Random Number Generation and Monte Carlo Methods

by James E. Gentle


This edition incorporates discussion of many advances in the field of random number generation and Monte Carlo methods since the appearance of the first edtion in 1998. The additional or revised material also represents changes in my perception of the relative importance of various topics. The role of Monte Carlo methods and simulation in all of the sciences has continued to increase in usage.

Chapter 1 discusses methods for generation of basic sequences of pseudorandom numbers that simulate a uniform distribution over the unit interval (0,1).

In Chapter 2, I address some issues of the quality of pseudorandom generators. This discussion had been postponed until after the discussion of Monte Carlo methods in the first edition. (Chapter 2 in this edition is a revision of the first part of Chapter 6 of the first edition.)

Chapter 3 describes some of the basic issues in quasirandom sequences. These sequences are designed to be very regular in covering the support of the random process simulated. (Chapter 3 in this edition is a revision of the second part of Chapter 6 of the first edition.)

Chapter 4 discusses general methods for transforming a uniform random deviate or a sequence of uniform random deviates into a deviate from a different distribution. Chapter 5 describes methods for some common specific distributions. The intent is not to provide a compendium in the manner of Devroye (1986a), but for many standard distributions, to give at least a simple method or two, which may be the best method, but if not, to give references to better methods. Chapter 6 continues the developments of Chapters 4 and 5 to apply them to generation of samples and of nonindependent sequences.

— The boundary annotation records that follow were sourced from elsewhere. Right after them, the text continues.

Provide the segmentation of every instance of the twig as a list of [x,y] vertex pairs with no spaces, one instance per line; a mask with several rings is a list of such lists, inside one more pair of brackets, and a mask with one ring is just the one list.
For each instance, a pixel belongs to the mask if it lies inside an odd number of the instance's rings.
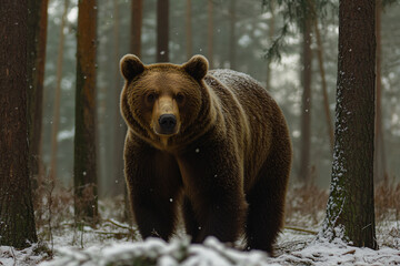
[[13,252],[13,247],[11,247],[10,248],[11,249],[11,255],[12,255],[12,259],[13,259],[13,266],[16,266],[17,265],[17,257],[16,257],[16,254],[14,254],[14,252]]
[[316,232],[316,231],[309,231],[309,229],[299,228],[299,227],[284,226],[284,229],[298,231],[298,232],[307,233],[310,235],[318,235],[318,232]]
[[120,223],[118,223],[118,222],[114,221],[114,219],[106,219],[106,222],[108,222],[108,223],[110,223],[110,224],[113,224],[113,225],[116,225],[117,227],[120,227],[120,228],[123,228],[123,229],[133,231],[132,227],[127,226],[127,225],[123,225],[123,224],[120,224]]

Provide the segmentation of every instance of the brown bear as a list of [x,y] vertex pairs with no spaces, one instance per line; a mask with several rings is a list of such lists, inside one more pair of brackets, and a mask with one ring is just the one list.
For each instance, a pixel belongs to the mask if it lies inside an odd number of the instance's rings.
[[169,239],[181,209],[193,243],[244,233],[248,249],[272,253],[292,151],[267,90],[236,71],[208,71],[201,55],[144,65],[127,54],[120,68],[124,171],[142,237]]

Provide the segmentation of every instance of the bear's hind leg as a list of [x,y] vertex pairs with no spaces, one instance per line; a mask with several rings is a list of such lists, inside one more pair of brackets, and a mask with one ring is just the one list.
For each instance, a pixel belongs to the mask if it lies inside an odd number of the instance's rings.
[[192,241],[197,239],[201,227],[199,226],[193,206],[188,196],[183,197],[182,214],[187,234],[191,236]]
[[[284,161],[280,163],[284,164]],[[247,249],[261,249],[273,255],[273,244],[283,226],[289,167],[290,161],[288,167],[269,162],[248,192]]]
[[157,203],[152,198],[140,201],[140,203],[133,201],[136,222],[143,239],[150,236],[160,237],[164,241],[170,238],[176,227],[176,205],[169,198]]

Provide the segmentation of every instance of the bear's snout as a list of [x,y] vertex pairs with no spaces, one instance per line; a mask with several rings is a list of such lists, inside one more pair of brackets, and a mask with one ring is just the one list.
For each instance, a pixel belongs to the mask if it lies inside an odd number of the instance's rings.
[[177,125],[177,117],[173,114],[161,114],[159,119],[159,124],[161,129],[161,134],[172,134],[174,133],[174,127]]

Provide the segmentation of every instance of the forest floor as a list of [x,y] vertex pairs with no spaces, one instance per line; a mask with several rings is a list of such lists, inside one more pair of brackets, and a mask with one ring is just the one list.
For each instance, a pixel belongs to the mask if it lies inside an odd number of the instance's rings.
[[182,233],[170,243],[157,238],[142,242],[134,227],[118,222],[122,212],[118,207],[121,201],[116,200],[99,203],[102,221],[98,226],[77,229],[68,193],[57,193],[51,208],[46,211],[47,201],[43,203],[38,222],[41,243],[22,250],[0,246],[0,265],[400,265],[400,186],[380,190],[376,193],[378,250],[339,239],[316,241],[328,195],[317,187],[298,187],[289,192],[287,226],[278,239],[276,257],[226,247],[212,237],[202,245],[190,245]]

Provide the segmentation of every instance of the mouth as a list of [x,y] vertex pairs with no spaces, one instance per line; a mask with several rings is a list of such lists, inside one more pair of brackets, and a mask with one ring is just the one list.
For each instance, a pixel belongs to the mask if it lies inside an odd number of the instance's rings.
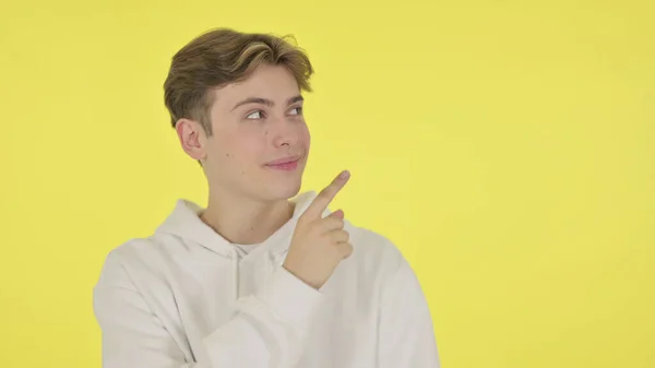
[[298,163],[300,162],[301,157],[302,156],[287,156],[272,161],[264,166],[274,170],[293,171],[298,168]]

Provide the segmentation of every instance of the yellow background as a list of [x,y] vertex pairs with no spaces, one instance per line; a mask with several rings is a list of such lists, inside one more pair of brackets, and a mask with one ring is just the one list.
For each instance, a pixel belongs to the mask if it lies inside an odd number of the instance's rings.
[[[655,367],[652,1],[0,3],[0,366],[99,367],[92,287],[199,166],[172,54],[295,34],[317,69],[306,189],[340,169],[394,240],[443,367]],[[398,367],[402,368],[402,367]]]

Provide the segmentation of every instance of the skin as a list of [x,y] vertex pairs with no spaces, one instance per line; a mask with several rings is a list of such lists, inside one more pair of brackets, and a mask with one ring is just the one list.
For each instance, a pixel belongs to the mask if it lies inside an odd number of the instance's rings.
[[[212,135],[199,121],[176,124],[182,149],[207,178],[201,218],[230,242],[259,244],[289,221],[289,199],[300,190],[311,141],[300,90],[287,69],[264,64],[246,81],[215,88],[213,97]],[[285,157],[296,159],[295,169],[270,165]],[[347,171],[337,176],[300,216],[284,263],[315,288],[352,253],[343,211],[321,216],[348,178]]]

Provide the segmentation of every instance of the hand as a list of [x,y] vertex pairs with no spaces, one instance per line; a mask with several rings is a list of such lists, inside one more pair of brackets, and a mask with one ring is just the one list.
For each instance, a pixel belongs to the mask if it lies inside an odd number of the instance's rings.
[[323,212],[348,182],[343,171],[298,218],[289,252],[283,266],[317,289],[330,278],[336,265],[353,253],[349,235],[344,230],[344,212],[338,210],[323,218]]

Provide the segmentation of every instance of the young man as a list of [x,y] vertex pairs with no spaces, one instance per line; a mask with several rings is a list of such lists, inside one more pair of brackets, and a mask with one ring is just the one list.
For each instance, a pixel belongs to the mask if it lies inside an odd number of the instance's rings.
[[215,29],[172,58],[165,100],[209,202],[179,200],[112,250],[94,289],[104,368],[437,368],[427,302],[386,238],[300,190],[312,66],[284,38]]

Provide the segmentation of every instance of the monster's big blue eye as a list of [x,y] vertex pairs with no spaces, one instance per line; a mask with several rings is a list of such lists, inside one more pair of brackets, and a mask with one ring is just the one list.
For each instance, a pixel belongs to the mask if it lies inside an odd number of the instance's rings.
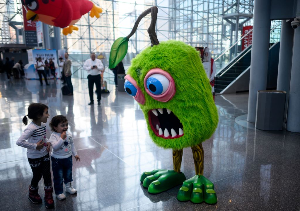
[[125,81],[124,83],[124,88],[128,95],[134,97],[136,94],[137,89],[128,80]]
[[154,95],[161,95],[166,91],[170,81],[163,75],[156,73],[151,75],[147,79],[147,88]]

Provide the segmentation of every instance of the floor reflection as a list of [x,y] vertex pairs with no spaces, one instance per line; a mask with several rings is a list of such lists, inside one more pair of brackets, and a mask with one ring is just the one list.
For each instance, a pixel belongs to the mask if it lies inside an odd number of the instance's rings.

Chapter 7 considers some applications of random numbers. Some of these applications are to solve deterministic problems. This type of method is called Monte Carlo.

Chapter 8 provides information on computer software for generation of random variates. The discussion concentrates on the S-Plus, R, and IMSL software systems.

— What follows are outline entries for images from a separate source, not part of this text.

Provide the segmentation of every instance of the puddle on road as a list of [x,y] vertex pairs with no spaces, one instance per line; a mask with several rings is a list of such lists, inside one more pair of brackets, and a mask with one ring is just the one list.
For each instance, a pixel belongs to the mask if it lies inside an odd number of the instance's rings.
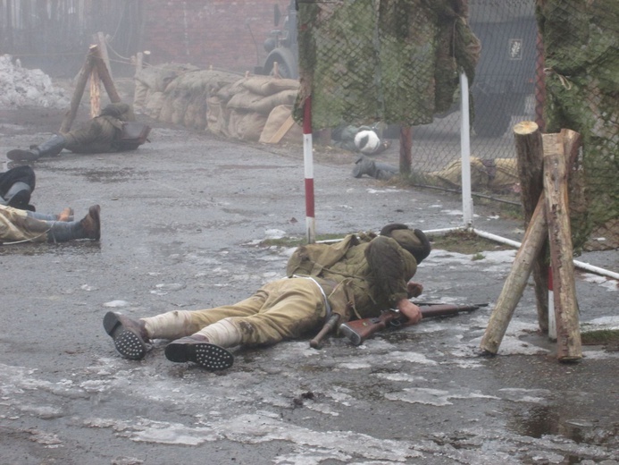
[[101,251],[101,243],[96,241],[71,241],[62,243],[20,242],[0,245],[0,257],[10,255],[58,257],[81,257]]
[[560,435],[577,444],[602,445],[619,435],[619,423],[602,427],[597,419],[565,418],[557,407],[551,405],[535,405],[524,411],[511,411],[506,417],[509,430],[538,439]]

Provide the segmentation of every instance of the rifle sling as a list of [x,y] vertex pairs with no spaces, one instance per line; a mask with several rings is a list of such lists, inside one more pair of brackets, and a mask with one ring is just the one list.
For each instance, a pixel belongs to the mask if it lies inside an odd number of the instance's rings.
[[325,323],[329,321],[329,318],[331,317],[331,306],[329,303],[329,299],[327,299],[327,294],[324,293],[324,289],[322,289],[322,286],[318,283],[318,281],[314,279],[312,276],[302,276],[301,275],[293,275],[290,276],[291,278],[303,278],[303,279],[309,279],[312,281],[314,284],[318,286],[318,289],[321,290],[321,294],[322,294],[322,299],[324,300],[324,309],[325,309],[325,316],[324,316],[324,321]]

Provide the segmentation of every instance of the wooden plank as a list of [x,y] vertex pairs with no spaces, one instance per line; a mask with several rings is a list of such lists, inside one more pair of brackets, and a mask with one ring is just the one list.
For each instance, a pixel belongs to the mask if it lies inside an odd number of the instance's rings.
[[498,351],[498,346],[503,341],[514,310],[523,296],[533,269],[533,263],[547,239],[548,224],[545,209],[545,199],[542,194],[481,338],[480,348],[486,353],[496,354]]

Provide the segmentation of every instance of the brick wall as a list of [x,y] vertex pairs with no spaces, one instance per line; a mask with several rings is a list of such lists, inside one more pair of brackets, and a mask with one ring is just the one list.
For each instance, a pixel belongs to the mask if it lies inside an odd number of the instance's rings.
[[151,52],[151,64],[253,72],[266,56],[263,42],[275,29],[276,3],[286,11],[286,0],[148,0],[142,45]]

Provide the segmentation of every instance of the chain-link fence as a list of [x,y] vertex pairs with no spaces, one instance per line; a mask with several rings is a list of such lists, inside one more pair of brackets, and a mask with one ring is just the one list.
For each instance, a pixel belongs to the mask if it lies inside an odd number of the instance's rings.
[[574,243],[619,247],[619,3],[540,2],[546,130],[582,135],[573,173]]
[[[573,191],[574,246],[619,247],[616,1],[298,5],[297,121],[311,94],[314,129],[377,121],[396,130],[414,126],[413,181],[457,190],[464,70],[471,81],[473,192],[518,202],[516,123],[572,129],[584,140]],[[592,241],[596,235],[605,240]]]

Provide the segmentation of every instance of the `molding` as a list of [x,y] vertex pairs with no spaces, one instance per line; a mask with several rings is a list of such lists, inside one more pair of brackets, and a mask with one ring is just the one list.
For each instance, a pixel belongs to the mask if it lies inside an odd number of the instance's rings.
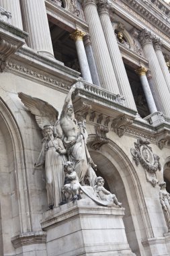
[[46,242],[46,232],[44,231],[22,233],[11,238],[11,243],[14,248],[32,244],[45,243]]
[[[168,36],[170,35],[169,23],[163,18],[158,12],[153,10],[149,6],[140,0],[122,0],[124,3],[130,6],[132,9],[142,16],[151,24],[158,28]],[[153,3],[151,3],[151,5]],[[158,18],[159,15],[159,18]]]
[[0,71],[5,63],[25,43],[28,34],[0,20]]
[[48,16],[52,18],[55,24],[60,22],[64,24],[65,29],[69,32],[76,28],[79,28],[83,32],[88,32],[89,27],[87,23],[75,15],[71,13],[65,9],[57,5],[50,0],[45,0],[46,12]]

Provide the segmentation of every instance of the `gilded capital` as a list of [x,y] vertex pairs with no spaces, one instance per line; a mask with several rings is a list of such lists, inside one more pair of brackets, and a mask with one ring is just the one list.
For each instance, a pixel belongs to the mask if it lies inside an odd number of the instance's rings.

Monte Carlo methods are widely used in the research literature to evaluate properties of statistical methods. Chapter 9 addresses some of the considerations that apply to this kind of study. I emphasize that a Monte Carlo study uses an experiment, and the principles of scientific experimentation should be observed.

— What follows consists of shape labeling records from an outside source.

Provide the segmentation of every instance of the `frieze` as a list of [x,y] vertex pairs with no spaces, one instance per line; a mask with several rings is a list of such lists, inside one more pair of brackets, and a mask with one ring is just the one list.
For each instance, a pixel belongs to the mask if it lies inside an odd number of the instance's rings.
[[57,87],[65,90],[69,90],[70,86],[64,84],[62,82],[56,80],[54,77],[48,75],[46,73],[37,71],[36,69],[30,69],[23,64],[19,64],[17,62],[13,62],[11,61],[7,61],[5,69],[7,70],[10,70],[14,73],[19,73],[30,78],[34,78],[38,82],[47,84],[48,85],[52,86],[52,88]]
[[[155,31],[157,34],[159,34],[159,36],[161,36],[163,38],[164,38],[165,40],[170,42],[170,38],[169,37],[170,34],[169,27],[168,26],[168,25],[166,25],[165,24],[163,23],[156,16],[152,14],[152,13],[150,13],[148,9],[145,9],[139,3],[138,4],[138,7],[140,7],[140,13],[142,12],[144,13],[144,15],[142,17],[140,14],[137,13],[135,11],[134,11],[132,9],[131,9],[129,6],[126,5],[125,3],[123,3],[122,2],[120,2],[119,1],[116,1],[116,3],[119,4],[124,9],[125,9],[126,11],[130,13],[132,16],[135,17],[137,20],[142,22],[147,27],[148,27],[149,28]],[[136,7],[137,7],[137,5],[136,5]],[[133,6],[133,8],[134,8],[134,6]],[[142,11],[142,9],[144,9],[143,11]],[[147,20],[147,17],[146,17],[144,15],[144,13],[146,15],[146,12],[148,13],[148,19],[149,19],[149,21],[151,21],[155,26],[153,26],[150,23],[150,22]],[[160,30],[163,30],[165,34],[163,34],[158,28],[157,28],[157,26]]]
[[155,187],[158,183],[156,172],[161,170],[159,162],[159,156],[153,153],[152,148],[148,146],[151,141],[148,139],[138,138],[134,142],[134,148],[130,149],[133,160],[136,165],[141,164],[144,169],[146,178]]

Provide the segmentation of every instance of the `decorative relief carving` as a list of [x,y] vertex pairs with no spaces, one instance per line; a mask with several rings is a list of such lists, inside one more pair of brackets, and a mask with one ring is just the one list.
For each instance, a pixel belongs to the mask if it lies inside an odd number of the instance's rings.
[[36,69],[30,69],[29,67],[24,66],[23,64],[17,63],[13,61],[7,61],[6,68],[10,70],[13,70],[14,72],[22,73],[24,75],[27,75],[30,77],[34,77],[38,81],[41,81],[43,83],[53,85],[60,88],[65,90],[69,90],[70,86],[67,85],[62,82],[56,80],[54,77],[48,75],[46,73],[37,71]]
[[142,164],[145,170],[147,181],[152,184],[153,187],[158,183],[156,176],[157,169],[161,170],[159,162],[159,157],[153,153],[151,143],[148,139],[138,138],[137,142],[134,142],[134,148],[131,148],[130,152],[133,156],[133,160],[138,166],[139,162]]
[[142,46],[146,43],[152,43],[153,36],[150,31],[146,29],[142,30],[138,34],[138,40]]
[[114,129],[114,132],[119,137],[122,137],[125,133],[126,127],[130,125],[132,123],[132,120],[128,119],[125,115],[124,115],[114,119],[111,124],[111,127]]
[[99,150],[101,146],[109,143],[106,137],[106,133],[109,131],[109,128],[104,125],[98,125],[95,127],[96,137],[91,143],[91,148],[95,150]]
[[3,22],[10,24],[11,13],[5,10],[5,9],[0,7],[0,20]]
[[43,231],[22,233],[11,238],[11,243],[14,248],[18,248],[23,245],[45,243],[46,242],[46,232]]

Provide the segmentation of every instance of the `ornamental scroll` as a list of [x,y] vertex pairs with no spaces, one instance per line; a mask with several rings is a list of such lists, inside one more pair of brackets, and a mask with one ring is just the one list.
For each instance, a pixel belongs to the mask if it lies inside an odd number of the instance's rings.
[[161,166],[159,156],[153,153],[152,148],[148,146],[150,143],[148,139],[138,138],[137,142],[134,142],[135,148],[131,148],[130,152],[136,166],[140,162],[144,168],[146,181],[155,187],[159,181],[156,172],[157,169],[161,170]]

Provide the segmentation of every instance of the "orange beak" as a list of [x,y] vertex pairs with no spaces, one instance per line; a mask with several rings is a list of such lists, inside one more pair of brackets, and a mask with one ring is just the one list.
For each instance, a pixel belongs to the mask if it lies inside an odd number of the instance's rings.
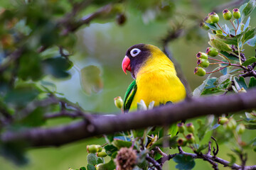
[[130,62],[131,60],[129,59],[129,57],[127,56],[125,56],[122,62],[122,68],[125,74],[127,74],[127,70],[131,72]]

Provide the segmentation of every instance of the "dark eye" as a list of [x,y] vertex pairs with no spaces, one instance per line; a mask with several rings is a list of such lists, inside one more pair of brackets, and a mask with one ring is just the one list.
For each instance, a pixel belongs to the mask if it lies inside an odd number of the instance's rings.
[[139,55],[140,52],[141,50],[139,48],[134,48],[131,50],[130,53],[132,57],[135,57]]

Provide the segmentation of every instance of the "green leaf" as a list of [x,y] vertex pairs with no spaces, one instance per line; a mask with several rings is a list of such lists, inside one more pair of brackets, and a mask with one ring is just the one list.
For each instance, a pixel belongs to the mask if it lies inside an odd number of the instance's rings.
[[21,106],[33,101],[38,94],[39,91],[33,84],[26,84],[8,91],[4,101]]
[[247,129],[250,129],[250,130],[256,129],[256,124],[245,124],[245,128],[247,128]]
[[70,74],[67,71],[73,66],[70,60],[63,57],[46,59],[43,64],[46,74],[51,74],[58,79],[68,77]]
[[249,30],[245,33],[244,35],[243,42],[245,42],[250,39],[252,39],[255,36],[255,35],[256,35],[256,28],[253,28],[252,29]]
[[238,56],[236,56],[236,55],[233,55],[232,53],[228,53],[227,52],[220,51],[220,54],[225,55],[229,60],[233,60],[235,62],[239,62]]
[[226,44],[238,45],[238,36],[229,37],[229,35],[224,36],[223,35],[216,34],[214,37]]
[[228,154],[228,156],[230,157],[230,162],[229,163],[229,166],[232,166],[233,164],[234,164],[235,163],[236,159],[234,157],[234,155],[233,155],[232,154]]
[[245,90],[247,89],[247,86],[246,85],[245,78],[242,76],[239,77],[239,79],[238,77],[235,77],[234,79],[235,85],[237,89],[239,91],[242,88],[245,89]]
[[107,145],[104,149],[106,150],[107,154],[111,157],[113,157],[113,155],[114,156],[118,151],[117,147],[114,147],[113,144]]
[[217,28],[216,25],[215,25],[214,23],[205,23],[206,26],[208,26],[210,29],[214,30],[220,30],[218,28]]
[[198,149],[196,149],[197,152],[201,152],[202,150],[204,150],[205,149],[206,149],[208,147],[208,144],[201,144]]
[[225,52],[232,51],[232,49],[228,45],[217,39],[210,39],[209,44],[212,47],[218,49],[220,51],[225,51]]
[[89,164],[94,166],[97,164],[97,157],[95,154],[88,154],[87,159]]
[[180,170],[192,169],[196,164],[191,157],[180,154],[174,157],[174,161],[178,164],[175,167]]
[[119,140],[114,140],[112,143],[114,146],[115,146],[117,148],[130,147],[132,146],[132,142],[127,142]]
[[96,170],[96,168],[92,164],[87,164],[87,170]]
[[242,66],[247,66],[253,62],[256,62],[256,57],[249,57],[247,60],[244,62],[244,63],[242,64]]
[[249,82],[249,88],[255,87],[256,86],[256,79],[254,76],[252,76],[250,79]]
[[250,15],[252,11],[254,10],[254,8],[256,6],[256,0],[250,0],[247,5],[245,6],[245,8],[243,8],[243,10],[242,11],[242,18],[241,21],[242,21],[242,19]]
[[100,69],[94,65],[87,66],[81,69],[80,84],[82,90],[88,95],[100,92],[103,88]]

The literature on the topic of random number generation and Monte Carlo methods is vast and ever-growing. The list of references contains many publications since the publication of the first edition; however, as in the first edition, I do not attempt to provide a comprehensive bibliography. As before, I do not attempt to distinguish the highly-varying quality of the literature.

The main prerequisite for this text is some background in what is generally called ``mathematical statistics''. Some scientific computer literacy is also necessary. I do not use any particular software system in the book, but I do assume the ability to program in either Fortran or C, and the availability of either S-Plus, R, Matlab, or Maple. For some exercises, the required software can be obtained from either statlib or netlib (see the bibliography). In most classes I teach in computational statistics, I give Exercise 9.3 in Chapter 9 as a term project. It is to replicate and extend a Monte Carlo study reported in some recent journal article.


I thank John Kimmel of Springer for his encouragement and advice on this book and other books he has worked with me on. I also thank the reviewers for their comments and suggestions.

I thank my wife Maria, to whom this book is dedicated, for everything.

I used TeX via LaTeX to write the book, and I used S-Plus and Matlab to generate the graphics. I did all of the typing, programming, etc., myself, so all mistakes are mine. I would appreciate receiving suggestions for improvement and notice of errors.